An important point, the right choice simplifies installation and increases the comfort of use.

By what criteria are bathtubs classified?

ParameterMeaning and tips for choosing
105x70, 120x70, 130x70, 140x70, 150x70, 160x70, 170x70, 170x75, 180x80. Choose the length and width of the bath, taking into account the size of the room and the height of the residents. Try to keep the product as close as possible to opposite walls, this will greatly simplify the installation process.
110, 120, 123, 136, 150, 170, 195, 210, 240. The volume directly depends on the depth, and this parameter affects the height of the edge. If elderly people or children live in the house, then you should not buy a large bath, it is difficult to enter and exit it. In addition, a large volume will require significant losses of hot water. But, on the other hand, the more water, the longer the comfortable temperature is maintained.
Bolted or double sided tape. The first option is used by serious manufacturers, bolting is more reliable, in most cases it does not require additional reinforcement or installation on bricks. Legs on adhesive tape - a budget option, not stable. The legs can help level the plane of the bathtub horizontally; to increase the reliability of fixation, installation on brick linings is recommended.
All steel bathtubs are covered with enamel. But the quality of coverage is different. Domestic producers cover the worst. Insufficient enamel thickness and low quality of the composition in terms of physical strength reduce the service life. As a result, the need to restore the enamel (long and unreliable) or replace it.

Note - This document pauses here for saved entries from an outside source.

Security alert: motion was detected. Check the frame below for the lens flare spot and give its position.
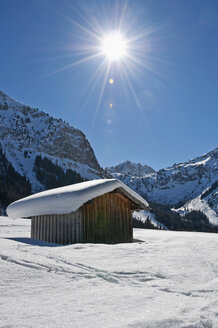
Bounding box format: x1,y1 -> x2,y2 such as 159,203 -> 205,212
102,32 -> 127,62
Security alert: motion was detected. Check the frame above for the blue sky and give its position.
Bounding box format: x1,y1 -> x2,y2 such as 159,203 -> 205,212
0,0 -> 218,169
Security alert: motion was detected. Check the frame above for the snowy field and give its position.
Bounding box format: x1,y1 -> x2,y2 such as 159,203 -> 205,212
0,217 -> 218,328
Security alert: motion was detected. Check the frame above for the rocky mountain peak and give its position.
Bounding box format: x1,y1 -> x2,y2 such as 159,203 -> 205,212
106,161 -> 155,178
0,91 -> 102,189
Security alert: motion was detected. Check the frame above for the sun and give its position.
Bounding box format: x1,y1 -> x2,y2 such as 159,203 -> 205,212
102,32 -> 127,62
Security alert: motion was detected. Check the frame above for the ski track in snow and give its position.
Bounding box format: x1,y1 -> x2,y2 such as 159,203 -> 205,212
0,217 -> 218,328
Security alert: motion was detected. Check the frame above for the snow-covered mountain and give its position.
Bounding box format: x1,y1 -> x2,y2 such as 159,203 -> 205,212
108,147 -> 218,223
106,161 -> 155,178
0,91 -> 103,191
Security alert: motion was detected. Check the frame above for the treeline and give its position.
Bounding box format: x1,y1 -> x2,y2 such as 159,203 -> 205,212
133,218 -> 161,229
201,180 -> 218,199
150,203 -> 218,232
33,156 -> 84,189
0,147 -> 32,209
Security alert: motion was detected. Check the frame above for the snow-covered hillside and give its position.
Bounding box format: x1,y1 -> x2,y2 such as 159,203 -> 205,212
109,147 -> 218,222
174,181 -> 218,225
106,161 -> 155,178
0,217 -> 218,328
0,91 -> 102,191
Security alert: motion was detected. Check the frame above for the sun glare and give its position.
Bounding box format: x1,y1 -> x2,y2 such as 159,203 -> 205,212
102,32 -> 127,62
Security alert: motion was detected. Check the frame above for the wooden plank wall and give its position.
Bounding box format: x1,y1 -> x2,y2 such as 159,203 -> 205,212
31,210 -> 83,245
82,193 -> 133,244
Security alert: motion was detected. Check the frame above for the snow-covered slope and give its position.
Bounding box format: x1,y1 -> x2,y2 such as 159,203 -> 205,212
106,161 -> 155,178
174,180 -> 218,225
0,91 -> 102,191
108,147 -> 218,222
0,217 -> 218,328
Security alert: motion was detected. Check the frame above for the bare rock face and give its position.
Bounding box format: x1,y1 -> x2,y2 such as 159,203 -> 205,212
0,91 -> 104,189
106,161 -> 155,178
107,147 -> 218,222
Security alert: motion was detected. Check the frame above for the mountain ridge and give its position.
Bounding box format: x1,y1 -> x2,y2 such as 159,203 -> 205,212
0,91 -> 104,192
107,147 -> 218,224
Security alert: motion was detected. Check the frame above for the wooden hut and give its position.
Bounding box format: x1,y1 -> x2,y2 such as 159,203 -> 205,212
7,179 -> 149,244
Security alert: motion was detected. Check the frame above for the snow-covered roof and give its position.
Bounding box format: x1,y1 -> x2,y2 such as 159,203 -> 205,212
7,179 -> 149,218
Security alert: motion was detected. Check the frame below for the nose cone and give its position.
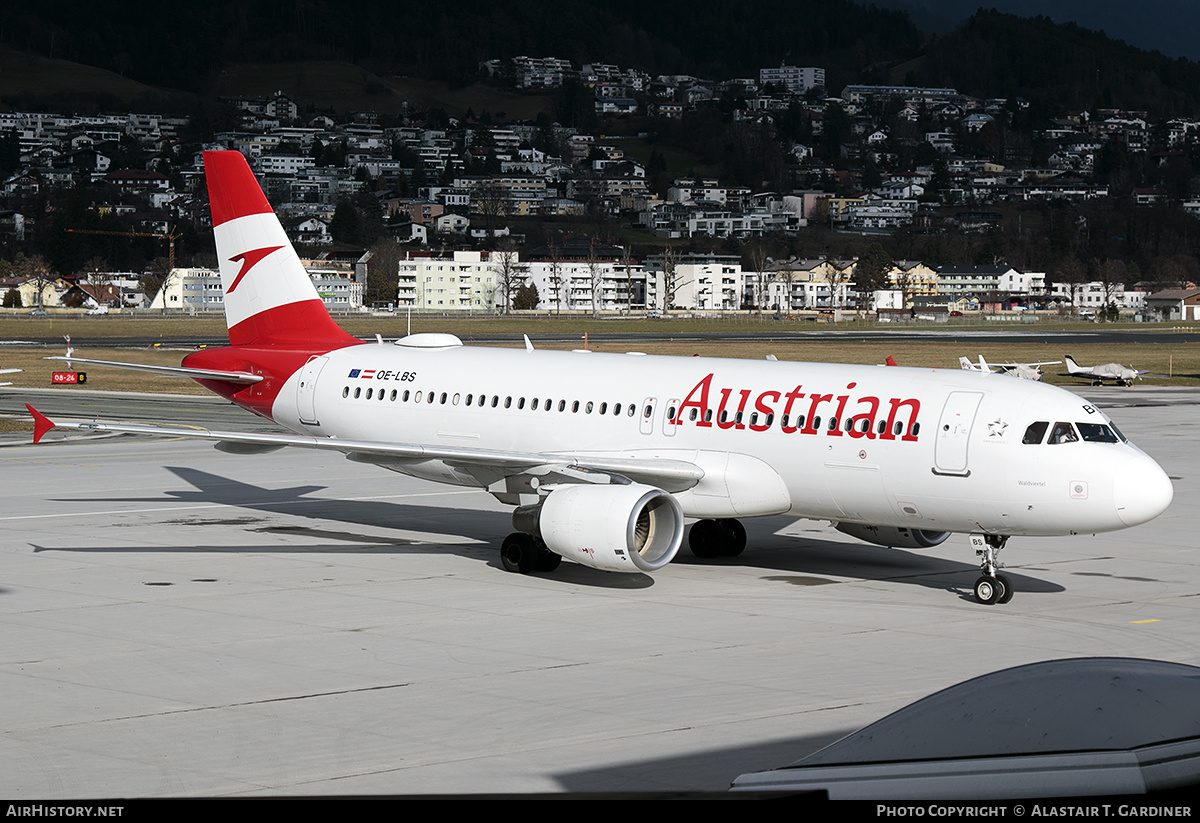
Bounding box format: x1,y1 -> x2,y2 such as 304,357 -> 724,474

Approach the choice of the size of the bath responsibly, take into account the characteristics of the residents and the room. Poor-quality enamel can be recognized by several signs.

  1. Run your hand across the surface. The surface must be perfectly smooth. Roughness or "sea waves" indicate a violation of the annealing regimes. Such a coating will quickly get dirty, requires constant cleaning.
  2. Examine the cover from various angles. If the standard thickness is not observed, then in some places the shade of white changes.
  3. Pay attention to the area of ​​the bottom near the drain. There are cases when the drain is in the same plane or protrudes slightly above the surface. In this bath, the water will not leave completely, a small amount of it always remains near the drain. After drying, calcium is deposited in these places, over time it acquires a yellow tint.

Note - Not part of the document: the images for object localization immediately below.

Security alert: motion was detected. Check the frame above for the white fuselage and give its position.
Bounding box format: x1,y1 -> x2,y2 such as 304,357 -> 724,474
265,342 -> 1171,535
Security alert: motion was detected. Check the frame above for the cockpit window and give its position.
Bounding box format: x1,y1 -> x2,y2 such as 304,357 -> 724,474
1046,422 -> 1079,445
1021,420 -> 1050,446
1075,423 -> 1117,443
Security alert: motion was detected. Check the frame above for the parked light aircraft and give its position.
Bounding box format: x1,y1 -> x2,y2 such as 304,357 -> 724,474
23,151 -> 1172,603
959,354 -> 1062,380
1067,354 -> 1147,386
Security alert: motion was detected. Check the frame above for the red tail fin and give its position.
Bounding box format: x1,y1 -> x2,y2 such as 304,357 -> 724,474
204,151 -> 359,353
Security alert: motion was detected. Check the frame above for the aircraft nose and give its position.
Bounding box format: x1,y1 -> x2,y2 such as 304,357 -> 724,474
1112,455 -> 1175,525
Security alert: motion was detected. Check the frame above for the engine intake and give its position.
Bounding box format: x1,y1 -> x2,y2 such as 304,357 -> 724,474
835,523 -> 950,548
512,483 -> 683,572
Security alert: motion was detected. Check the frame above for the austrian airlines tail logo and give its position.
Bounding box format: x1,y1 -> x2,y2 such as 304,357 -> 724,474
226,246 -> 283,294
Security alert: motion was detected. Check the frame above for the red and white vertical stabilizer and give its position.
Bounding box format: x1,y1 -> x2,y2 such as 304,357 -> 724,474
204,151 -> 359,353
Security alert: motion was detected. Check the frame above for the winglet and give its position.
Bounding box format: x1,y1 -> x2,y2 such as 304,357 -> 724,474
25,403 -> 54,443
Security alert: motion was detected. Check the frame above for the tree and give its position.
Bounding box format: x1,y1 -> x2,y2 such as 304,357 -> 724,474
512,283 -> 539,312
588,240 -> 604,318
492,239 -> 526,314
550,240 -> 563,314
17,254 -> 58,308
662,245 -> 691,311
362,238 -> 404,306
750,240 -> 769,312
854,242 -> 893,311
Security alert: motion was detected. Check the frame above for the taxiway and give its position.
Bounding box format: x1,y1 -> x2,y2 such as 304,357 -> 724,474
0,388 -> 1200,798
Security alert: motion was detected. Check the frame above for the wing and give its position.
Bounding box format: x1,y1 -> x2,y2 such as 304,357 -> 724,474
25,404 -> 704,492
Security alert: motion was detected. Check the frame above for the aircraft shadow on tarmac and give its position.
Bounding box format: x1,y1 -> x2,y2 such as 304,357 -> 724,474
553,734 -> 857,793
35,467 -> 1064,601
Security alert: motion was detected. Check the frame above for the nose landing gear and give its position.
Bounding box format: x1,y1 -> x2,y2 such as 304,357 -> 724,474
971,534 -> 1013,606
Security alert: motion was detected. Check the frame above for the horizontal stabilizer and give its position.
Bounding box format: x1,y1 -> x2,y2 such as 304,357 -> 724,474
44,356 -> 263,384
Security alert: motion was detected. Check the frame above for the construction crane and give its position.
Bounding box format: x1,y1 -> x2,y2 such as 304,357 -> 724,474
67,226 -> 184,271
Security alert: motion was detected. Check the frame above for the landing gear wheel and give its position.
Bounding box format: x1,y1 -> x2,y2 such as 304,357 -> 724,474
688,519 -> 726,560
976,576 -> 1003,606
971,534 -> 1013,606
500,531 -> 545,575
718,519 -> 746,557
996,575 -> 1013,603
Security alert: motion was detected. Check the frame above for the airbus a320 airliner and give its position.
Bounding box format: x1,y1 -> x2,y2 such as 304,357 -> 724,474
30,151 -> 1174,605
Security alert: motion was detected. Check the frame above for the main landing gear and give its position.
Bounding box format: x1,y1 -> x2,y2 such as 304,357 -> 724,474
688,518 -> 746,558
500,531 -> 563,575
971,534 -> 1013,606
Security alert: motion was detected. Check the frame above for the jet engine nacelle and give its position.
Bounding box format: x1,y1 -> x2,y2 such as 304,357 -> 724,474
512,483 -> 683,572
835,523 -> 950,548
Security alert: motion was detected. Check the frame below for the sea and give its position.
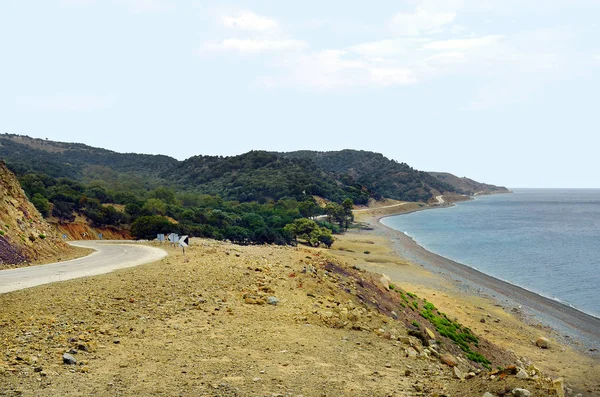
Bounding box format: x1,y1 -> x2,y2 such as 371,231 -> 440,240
382,189 -> 600,318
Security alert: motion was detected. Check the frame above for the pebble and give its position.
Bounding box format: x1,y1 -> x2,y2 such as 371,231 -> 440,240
63,353 -> 77,365
512,388 -> 531,397
516,368 -> 529,379
452,367 -> 464,380
535,336 -> 550,349
440,353 -> 458,367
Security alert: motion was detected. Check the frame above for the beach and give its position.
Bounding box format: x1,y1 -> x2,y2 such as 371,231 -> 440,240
334,203 -> 600,388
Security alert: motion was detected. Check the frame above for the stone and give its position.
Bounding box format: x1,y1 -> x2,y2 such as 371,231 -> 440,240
552,378 -> 565,397
511,387 -> 531,397
516,368 -> 529,379
425,327 -> 435,340
452,367 -> 465,380
63,353 -> 77,365
440,353 -> 458,367
535,336 -> 550,349
379,274 -> 392,289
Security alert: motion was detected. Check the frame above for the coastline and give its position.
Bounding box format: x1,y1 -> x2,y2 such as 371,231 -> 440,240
327,200 -> 600,396
367,203 -> 600,348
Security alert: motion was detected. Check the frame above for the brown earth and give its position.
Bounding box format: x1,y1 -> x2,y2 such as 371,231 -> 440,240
0,161 -> 76,269
0,239 -> 568,397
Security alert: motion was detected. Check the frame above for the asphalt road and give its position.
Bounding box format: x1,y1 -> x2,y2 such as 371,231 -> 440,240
0,241 -> 167,294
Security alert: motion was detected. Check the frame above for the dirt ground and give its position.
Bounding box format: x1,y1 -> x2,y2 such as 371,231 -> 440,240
0,240 -> 572,396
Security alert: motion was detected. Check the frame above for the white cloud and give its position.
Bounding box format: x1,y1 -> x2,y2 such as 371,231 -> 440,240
391,6 -> 456,36
370,68 -> 417,86
17,93 -> 114,111
423,35 -> 504,51
204,39 -> 308,54
260,50 -> 416,91
222,11 -> 279,32
114,0 -> 174,13
350,38 -> 427,56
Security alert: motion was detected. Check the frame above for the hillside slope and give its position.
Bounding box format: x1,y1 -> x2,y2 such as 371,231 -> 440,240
0,161 -> 71,269
429,172 -> 510,196
279,150 -> 455,201
169,151 -> 369,204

Practical advice. Steel bathtubs belong to the segment of inexpensive goods, you do not need to buy the cheapest ones. Additional savings will eventually bring losses, purchase products only from well-known, time-tested and numerous buyers manufacturers.

steel bath

Site preparation

At the installation site of the bathroom, there should already be sewer and water pipes. Check the levelness of the floor and the corners of the room. If the angle between the walls is not equal to 90°, then this drawback must be taken into account during the installation of the bath.

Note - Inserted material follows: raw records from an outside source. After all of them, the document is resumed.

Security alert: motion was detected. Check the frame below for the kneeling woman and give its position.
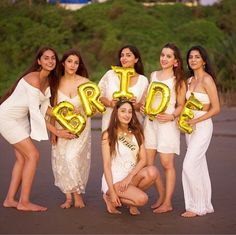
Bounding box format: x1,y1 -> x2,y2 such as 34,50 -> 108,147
102,100 -> 157,215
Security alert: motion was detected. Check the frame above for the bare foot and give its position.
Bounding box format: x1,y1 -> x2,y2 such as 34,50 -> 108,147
3,199 -> 18,208
129,206 -> 141,215
74,193 -> 85,208
153,204 -> 173,214
103,193 -> 121,214
16,202 -> 47,212
151,198 -> 163,209
181,211 -> 197,218
60,199 -> 72,209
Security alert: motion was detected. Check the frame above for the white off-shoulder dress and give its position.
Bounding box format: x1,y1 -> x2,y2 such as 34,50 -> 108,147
182,91 -> 214,215
0,78 -> 51,144
52,90 -> 91,194
102,135 -> 139,193
98,70 -> 148,131
144,71 -> 180,154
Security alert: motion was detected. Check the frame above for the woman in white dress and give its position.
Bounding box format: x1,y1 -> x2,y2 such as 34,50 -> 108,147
98,45 -> 148,132
51,49 -> 91,208
102,99 -> 157,215
182,46 -> 220,217
144,43 -> 186,213
0,47 -> 73,211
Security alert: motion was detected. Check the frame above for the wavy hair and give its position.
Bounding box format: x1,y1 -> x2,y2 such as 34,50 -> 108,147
162,43 -> 186,94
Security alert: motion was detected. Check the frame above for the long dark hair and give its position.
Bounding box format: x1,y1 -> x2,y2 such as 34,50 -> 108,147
50,48 -> 88,106
162,43 -> 185,94
0,46 -> 59,104
107,99 -> 144,156
187,46 -> 216,82
118,45 -> 144,75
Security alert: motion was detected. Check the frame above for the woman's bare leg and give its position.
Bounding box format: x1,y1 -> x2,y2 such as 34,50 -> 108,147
146,149 -> 165,209
3,149 -> 25,207
73,193 -> 85,208
153,153 -> 176,213
14,138 -> 47,211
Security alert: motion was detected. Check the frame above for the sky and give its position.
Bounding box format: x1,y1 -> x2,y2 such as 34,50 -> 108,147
201,0 -> 217,5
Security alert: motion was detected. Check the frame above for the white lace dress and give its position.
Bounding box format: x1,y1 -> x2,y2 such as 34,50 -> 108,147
0,78 -> 51,144
52,91 -> 91,194
98,70 -> 148,131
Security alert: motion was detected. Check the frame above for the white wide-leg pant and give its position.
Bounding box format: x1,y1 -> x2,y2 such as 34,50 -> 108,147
182,111 -> 214,215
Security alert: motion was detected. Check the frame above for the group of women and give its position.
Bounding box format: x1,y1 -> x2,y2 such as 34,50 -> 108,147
0,43 -> 220,217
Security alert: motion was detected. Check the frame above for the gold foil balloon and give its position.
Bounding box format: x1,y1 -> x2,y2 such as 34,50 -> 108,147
52,101 -> 86,136
178,93 -> 203,134
144,82 -> 170,120
78,82 -> 106,117
111,66 -> 135,99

The floor covering must be horizontal.

Of course, with the help of legs or bricks, the bath will be installed evenly, but there may be problems with water drainage during leaks. The fact is that it is difficult to detect small leaks under the bathroom, all elements are closed. If water accumulates near the wall, and the leaks are insignificant, then a fungus will definitely appear in this place. Getting rid of it is difficult, time-consuming and expensive. In some cases, you will have to completely dismantle the bathtub, make a set of special events and reinstall the bathtub. Minor leaks can occur for various reasons, it is impossible to completely guarantee their absence. If the water flows towards the screen, then the problem is immediately visible, the causes are eliminated in a timely manner and the negative consequences are minimal.

Siphon and overflow installation

These elements must be mounted before installing the bath in place. According to their device and connection technology, all systems are the same, the difference is only in price and material of manufacture.

Step 1. Turn the tub upside down. To protect the enamel from mechanical damage during tipping, place cardboard or a soft cloth on the floor. Do not do such work yourself, call an assistant. Together, the process is not only significantly accelerated, but the quality of installation is also improved.

Step 2 Read the assembly instructions, check the completeness of the siphon. Pay attention to the gaskets, they differ in appearance and size. Do not confuse the gaskets, each must be installed in its place.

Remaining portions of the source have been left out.